Squashes have a rich flavor of their own, so they don't need too much accessorizing. In this recipe, some garlic, onions and herbs complement the pumpkin's sweetness beautifully while not overpowering it.
So here's my recipe, then, based loosely on a recipe for Trinidadian Pumpkin from World Vegetarian. It's a super-versatile recipe and you can easily use another winter squash like butternut, if you prefer, or different herbs. I'd go with a spicy herb, like thyme, oregano, rosemary or sage (which I used), rather than a sweet one like basil or mint.
About 3 cups of pumpkin, skin removed and flesh cut roughly into 1/2-inch cubes
1 medium onion, finely chopped
3 cloves of garlic, minced
2 serrano or jalapeno chillies, finely chopped (use less if you like less heat, or take out the seeds and ribs)
7-8 medium-sized sage leaves, minced
2 tbsp finely chopped cilantro or coriander leaves
2 tsp sugar
1 tbsp canola or other vegetable oil
Salt to taste
Heat the oil in a saucepan. Add the onions and stir-fry until they just start to brown.

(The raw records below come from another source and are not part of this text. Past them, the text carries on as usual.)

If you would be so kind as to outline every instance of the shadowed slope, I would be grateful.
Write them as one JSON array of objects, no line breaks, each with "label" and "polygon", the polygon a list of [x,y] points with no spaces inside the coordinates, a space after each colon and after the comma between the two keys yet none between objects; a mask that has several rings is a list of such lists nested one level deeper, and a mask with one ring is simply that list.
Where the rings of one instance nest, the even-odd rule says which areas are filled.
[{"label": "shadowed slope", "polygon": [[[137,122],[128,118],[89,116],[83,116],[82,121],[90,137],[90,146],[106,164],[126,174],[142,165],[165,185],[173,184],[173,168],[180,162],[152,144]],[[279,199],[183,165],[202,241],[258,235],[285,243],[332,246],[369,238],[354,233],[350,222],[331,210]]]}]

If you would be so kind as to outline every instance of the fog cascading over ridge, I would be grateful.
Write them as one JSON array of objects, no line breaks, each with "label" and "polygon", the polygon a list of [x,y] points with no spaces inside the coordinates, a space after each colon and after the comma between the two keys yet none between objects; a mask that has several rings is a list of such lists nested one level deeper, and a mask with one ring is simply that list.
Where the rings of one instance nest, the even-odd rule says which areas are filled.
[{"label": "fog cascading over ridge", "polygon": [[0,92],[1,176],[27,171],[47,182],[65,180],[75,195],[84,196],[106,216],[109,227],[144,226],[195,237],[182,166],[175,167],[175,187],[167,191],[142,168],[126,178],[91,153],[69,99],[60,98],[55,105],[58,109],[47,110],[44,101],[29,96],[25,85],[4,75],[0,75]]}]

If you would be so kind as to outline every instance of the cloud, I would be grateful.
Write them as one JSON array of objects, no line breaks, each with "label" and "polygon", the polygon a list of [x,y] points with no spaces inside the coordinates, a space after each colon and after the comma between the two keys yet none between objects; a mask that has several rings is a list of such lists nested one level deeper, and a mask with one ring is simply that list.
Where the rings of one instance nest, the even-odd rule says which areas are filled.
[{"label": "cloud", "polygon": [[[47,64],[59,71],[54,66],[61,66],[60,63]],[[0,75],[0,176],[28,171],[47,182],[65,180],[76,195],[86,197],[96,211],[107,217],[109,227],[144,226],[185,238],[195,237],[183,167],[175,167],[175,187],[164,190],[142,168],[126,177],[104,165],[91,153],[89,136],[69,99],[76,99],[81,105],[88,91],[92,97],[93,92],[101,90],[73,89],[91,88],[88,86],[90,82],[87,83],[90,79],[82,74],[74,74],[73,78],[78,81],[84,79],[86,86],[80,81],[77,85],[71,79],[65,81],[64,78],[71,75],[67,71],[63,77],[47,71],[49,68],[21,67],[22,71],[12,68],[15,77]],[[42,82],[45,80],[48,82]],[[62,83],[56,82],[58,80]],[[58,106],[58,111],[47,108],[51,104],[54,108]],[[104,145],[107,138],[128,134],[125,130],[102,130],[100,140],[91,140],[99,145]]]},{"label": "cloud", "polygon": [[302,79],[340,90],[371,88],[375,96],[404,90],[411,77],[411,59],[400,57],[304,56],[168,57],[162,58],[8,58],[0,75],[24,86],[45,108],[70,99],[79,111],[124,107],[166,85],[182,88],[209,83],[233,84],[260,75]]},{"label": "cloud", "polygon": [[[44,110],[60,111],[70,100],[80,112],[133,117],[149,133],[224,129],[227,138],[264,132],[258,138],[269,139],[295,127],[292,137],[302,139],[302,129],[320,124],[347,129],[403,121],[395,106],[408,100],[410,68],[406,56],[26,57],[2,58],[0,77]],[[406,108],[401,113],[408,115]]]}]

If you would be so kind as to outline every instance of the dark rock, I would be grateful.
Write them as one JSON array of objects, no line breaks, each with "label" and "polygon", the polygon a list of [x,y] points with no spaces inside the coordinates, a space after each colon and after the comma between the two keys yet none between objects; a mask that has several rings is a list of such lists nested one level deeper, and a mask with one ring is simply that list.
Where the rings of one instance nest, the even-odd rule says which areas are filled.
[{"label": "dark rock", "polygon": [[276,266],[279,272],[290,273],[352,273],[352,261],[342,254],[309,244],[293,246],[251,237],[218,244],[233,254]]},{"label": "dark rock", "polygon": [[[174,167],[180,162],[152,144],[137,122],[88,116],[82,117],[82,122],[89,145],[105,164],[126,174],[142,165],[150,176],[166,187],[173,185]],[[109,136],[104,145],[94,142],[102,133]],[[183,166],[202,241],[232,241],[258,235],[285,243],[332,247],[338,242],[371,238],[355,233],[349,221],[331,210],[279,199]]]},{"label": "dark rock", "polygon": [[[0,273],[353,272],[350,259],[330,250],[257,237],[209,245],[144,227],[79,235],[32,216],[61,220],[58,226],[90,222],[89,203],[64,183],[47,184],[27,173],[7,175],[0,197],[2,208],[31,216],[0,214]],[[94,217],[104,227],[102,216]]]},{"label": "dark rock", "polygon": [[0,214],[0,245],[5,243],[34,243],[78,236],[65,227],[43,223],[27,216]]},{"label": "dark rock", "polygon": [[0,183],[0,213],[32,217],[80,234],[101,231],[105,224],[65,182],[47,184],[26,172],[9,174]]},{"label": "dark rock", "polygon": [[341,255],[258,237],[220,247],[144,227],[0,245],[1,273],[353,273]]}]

Add the garlic, chillies, sage and cilantro and stir for a few seconds. Now add the pumpkin cubes.
Add 1/4 cup of water or vegetable stock and when the water begins to simmer, turn the heat to low, cover the saucepan, and let the pumpkin cook, stirring occasionally, for about 45 minutes or until it is buttery-soft and tender. Mash some of the pumpkins, if you like, for more texture.
Add salt and sugar and turn off the heat. Serve hot with rotis or as a side dish with rice and a spicy curry.